Regardless of the circumstances of the day, so long as the USC existed it remained a magnet for the minority of English-educated students who thought beyond the ken and searched for deeper answers to the social ills and injustices of their times. Hence it was necessary for the monolithic state created under PAP rule to extinguish the USC as it finally did in 1971 under a technicality in the Societies’ Act. An issue of Undergrad that year carried a statement by the last central working committee on its decision not to comply with the Registrar of Societies’ demand that the USC submit its ‘Annual Returns’ and was consequently deregistered. The DSC with official patronage has continued till this day. The demise of the USC did not end student militancy among the English-educated undergraduates. A new generation of leaders arose in the mid seventies, names like Tan Wah Piow and Juliet Chin, some of whom were Christian social activists who like their more ideological peers in the USC forged close links with the workers in Singapore’s ‘pioneer industries’ and rose up together to challenge the dominance of the NTUC, the labour proxy of the PAP. By that time the independent labour movement, left or otherwise, had been smashed. On both the Chinese and English-educated campuses, however, new shoots began to sprout again.
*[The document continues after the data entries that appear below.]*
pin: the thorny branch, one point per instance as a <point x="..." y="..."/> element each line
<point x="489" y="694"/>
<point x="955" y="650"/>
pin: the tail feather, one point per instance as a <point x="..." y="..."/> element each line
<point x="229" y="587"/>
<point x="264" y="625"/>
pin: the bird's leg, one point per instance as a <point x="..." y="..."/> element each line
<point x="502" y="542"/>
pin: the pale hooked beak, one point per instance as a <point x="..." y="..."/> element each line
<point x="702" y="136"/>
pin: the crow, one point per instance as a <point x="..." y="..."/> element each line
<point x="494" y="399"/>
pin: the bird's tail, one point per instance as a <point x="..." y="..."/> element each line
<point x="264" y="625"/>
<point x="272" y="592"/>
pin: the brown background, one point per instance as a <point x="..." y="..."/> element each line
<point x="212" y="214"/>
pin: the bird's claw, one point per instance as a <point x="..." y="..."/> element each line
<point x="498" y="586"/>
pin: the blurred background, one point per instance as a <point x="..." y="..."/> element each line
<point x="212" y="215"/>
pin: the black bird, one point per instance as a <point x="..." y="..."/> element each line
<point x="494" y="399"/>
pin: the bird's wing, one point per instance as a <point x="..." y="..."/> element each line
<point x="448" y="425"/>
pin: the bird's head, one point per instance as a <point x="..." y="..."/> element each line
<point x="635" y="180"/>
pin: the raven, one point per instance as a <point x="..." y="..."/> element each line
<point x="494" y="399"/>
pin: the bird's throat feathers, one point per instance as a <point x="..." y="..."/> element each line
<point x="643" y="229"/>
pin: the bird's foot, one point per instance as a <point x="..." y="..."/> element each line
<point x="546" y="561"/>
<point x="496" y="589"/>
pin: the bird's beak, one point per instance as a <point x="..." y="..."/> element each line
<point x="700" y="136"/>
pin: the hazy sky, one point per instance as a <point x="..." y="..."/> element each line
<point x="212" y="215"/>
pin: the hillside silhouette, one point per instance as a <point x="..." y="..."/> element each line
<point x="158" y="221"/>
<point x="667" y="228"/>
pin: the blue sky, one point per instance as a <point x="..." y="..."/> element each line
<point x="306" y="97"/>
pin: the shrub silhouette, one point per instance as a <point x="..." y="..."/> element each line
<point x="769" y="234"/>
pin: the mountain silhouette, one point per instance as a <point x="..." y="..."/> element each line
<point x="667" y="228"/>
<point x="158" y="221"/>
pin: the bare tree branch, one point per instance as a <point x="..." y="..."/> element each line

Some went far beyond the limits ever ventured by any of the USC leadership.
The Tower wants calm but the Wind will not subside.
It is now more than forty years since we graduated from the University of Singapore. Looking back on those years of youthful idealism we thought then that we were on the eve of the new socialist millennium which would occur within our lifetime. There were ample examples of socialism in practice around the world, in countries both big and small, even though there had been some disappointments and aberrations. The left failed in Singapore and Malaysia for many reasons, partly international but mainly internal, in spite of having been in struggle for nearly eight decades. This is neither the time nor the place to give informed comment and analysis. Suffice to say the USC was an integral part of this historic movement and its influence was far out of proportion to its numerical strength. We had a ‘sense of mission’ and were driven by a combination of patriotism and service to the people, not by self-interest.
Some of the comrades and fellow travellers who were with
me as undergraduates are no longer around. They include:
Chan Fee Hon: shortly after graduation in 1969 he moved to live and work in Hong Kong. He died of cancer in his early forties and is survived by his wife, a son and a daughter. They have chosen to make Singapore their home in recent years.
Koh Siong: also died of cancer in his late forties. I have no details of his family.
Wong Kum Poh: taught at the economics department of the University of Singapore for several years after graduating with his PhD from the University of Birmingham. He died of heart problems in his early fifties and is survived by his wife and only son.
Raymond Ong: was an English teacher for many years at St Andrew’s Junior College and died aged fifty and is survived by his wife and two children.
Chan Kian Hin: who died in a tragic helicopter accident near Genting Highlands at the prime of his life in his thirties with his Filipino girlfriend and fellow USC Alumni, Ng Kwek Sin. His first wife and only daughter now live in Toronto.
Lim Teck Hui: died of heart problems in his mid fifties and is survived by his wife and three children.
James Evatt Wee: disappeared without trace in the 1980s
and is now rumoured to be living in the USA. He did not attend his father’s funeral when he died.
Abdul Razak Ahmad: died in Johor Bahru in 2008 and left behind his spouse, four children and grandchildren.